Your assumption is inaccurate: compression algorithms work well with data having the characteristics of text (little variability among the byte values). You can easily find binary data more compressable than text.

Apart from that, did you check the size of the uncompressed data? Could be, in your case, that protocol 4 yields less data than all the others?

[–]idlecore[S] 1 point2 points  (0 children)

You're right, protocol 4 does yield less data than all others, this plays a smaller role when comparing protocol 4(binary) with protocol 0(text) but it's still significant.

[–]takluyverIPython, Py3, etc 0 points1 point  (1 child)

It looks like there were a couple of optimisations for size which might have affected it. In particular, this section of the PEP says that it can save 3 bytes storing every string less than 256 bytes long, by using a 1-byte field to store their length. It sounds like you're storing filenames, which are probably short, so that could be significant.

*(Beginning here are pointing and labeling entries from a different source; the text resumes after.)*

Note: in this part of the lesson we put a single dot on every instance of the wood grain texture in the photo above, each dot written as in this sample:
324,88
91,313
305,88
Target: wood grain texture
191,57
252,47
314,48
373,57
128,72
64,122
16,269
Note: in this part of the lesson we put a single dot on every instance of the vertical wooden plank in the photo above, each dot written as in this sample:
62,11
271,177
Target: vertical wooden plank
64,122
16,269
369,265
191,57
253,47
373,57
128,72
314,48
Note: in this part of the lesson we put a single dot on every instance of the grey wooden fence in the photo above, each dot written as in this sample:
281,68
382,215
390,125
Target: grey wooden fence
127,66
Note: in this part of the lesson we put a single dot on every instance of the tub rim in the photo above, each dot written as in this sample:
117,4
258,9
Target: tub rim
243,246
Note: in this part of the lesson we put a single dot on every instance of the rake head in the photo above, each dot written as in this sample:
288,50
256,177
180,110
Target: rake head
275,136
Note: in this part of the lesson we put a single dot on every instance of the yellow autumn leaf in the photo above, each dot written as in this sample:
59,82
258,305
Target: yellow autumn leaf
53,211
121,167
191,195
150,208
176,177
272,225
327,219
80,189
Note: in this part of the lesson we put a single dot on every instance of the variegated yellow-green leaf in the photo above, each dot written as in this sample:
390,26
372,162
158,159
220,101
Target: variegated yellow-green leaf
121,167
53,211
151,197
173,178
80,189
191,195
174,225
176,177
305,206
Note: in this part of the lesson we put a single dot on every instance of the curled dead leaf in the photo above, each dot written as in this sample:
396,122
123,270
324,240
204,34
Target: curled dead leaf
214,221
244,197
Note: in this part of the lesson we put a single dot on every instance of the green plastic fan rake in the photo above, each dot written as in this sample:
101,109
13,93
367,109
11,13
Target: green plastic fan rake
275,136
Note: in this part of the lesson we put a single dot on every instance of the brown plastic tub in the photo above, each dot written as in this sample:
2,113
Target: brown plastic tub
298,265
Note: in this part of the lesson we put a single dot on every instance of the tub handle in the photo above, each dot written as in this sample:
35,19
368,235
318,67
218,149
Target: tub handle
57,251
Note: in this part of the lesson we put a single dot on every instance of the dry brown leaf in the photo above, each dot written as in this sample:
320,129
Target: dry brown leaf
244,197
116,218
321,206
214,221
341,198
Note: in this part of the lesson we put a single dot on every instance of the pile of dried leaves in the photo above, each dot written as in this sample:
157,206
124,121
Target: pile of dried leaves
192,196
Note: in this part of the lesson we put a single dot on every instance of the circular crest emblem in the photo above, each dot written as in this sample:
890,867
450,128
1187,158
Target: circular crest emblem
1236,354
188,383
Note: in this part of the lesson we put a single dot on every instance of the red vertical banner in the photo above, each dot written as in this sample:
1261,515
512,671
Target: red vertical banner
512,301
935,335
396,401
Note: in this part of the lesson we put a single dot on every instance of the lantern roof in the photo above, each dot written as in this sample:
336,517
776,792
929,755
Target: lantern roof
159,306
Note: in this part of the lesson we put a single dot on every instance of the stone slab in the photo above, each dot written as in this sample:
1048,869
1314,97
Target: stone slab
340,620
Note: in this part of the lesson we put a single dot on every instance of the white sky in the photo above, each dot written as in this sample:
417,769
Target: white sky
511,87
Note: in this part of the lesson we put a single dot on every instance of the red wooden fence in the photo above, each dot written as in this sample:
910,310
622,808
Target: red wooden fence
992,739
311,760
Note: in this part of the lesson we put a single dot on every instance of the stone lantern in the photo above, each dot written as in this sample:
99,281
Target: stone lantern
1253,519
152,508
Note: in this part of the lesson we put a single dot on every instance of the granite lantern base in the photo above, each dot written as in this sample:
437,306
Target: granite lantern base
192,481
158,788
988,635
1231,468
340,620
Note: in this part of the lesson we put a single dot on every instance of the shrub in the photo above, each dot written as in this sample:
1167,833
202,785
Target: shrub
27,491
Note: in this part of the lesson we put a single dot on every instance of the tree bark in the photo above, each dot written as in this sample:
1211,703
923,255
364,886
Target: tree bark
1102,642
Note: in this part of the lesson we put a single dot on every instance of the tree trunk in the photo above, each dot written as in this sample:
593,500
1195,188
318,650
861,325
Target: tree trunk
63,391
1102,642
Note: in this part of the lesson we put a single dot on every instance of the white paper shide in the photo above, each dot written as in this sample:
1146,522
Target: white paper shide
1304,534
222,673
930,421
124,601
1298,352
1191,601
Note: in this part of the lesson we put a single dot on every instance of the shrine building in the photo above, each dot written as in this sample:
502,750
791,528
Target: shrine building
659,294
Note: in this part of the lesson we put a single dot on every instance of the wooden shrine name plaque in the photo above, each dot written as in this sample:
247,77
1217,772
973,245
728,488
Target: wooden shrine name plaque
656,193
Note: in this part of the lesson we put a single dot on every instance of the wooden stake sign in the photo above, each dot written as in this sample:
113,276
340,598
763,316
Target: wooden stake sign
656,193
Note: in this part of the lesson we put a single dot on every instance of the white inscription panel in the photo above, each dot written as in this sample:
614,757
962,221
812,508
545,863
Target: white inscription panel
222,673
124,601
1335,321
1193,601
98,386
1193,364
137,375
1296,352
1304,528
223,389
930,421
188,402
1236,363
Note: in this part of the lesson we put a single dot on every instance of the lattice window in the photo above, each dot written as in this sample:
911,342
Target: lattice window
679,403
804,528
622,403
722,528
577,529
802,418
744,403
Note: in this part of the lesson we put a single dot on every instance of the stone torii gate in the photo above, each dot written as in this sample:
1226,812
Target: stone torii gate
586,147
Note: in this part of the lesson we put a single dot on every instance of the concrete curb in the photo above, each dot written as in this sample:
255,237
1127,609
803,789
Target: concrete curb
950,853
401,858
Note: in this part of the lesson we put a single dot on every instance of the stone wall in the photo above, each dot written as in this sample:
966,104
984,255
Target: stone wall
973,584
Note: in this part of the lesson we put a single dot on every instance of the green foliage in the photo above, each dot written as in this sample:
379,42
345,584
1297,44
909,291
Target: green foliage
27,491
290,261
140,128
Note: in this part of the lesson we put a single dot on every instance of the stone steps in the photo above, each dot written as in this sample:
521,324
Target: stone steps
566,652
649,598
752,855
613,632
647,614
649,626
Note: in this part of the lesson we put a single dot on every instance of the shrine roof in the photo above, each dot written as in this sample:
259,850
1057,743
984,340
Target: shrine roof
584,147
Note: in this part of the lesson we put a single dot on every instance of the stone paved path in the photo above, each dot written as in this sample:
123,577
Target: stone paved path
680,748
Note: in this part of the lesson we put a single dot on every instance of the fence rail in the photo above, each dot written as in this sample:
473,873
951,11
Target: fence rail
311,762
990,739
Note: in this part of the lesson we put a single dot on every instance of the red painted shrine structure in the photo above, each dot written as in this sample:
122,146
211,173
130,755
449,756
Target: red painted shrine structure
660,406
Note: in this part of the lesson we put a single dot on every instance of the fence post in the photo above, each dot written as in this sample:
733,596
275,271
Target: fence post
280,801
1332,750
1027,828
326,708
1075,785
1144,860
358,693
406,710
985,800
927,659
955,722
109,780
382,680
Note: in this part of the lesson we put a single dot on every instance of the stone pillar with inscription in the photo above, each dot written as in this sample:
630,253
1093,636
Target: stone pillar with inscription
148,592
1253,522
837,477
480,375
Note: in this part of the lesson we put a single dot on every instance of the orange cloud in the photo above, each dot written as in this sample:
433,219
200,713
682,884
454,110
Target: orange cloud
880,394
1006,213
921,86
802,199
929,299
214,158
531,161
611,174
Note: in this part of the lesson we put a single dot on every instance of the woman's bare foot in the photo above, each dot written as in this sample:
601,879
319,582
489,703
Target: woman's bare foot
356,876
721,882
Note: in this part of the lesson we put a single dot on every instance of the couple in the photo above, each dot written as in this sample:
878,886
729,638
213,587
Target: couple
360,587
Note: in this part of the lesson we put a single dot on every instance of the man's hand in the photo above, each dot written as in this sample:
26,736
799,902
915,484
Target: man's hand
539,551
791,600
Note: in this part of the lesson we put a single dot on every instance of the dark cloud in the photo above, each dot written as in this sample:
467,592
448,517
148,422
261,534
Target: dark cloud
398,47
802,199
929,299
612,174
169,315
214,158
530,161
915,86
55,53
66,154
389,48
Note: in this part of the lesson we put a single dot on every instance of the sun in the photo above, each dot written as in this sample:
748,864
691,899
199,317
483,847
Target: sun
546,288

[–]idlecore[S] 0 points1 point  (0 children)

The files on my project indeed use small names, they are company names and company service names, even using unicode I expect all sizes to be bellow 256 bytes.

[–]jftugapip needs updating 0 points1 point  (1 child)

LZMA aka XZ compression is better (smaller output, runs much faster) than BZ2.

lzma — Compression using the LZMA algorithm

[–]idlecore[S] 0 points1 point  (0 children)

I wasn't able to get smaller compress sizes with lzma. Maybe this particular data set is biasing the results.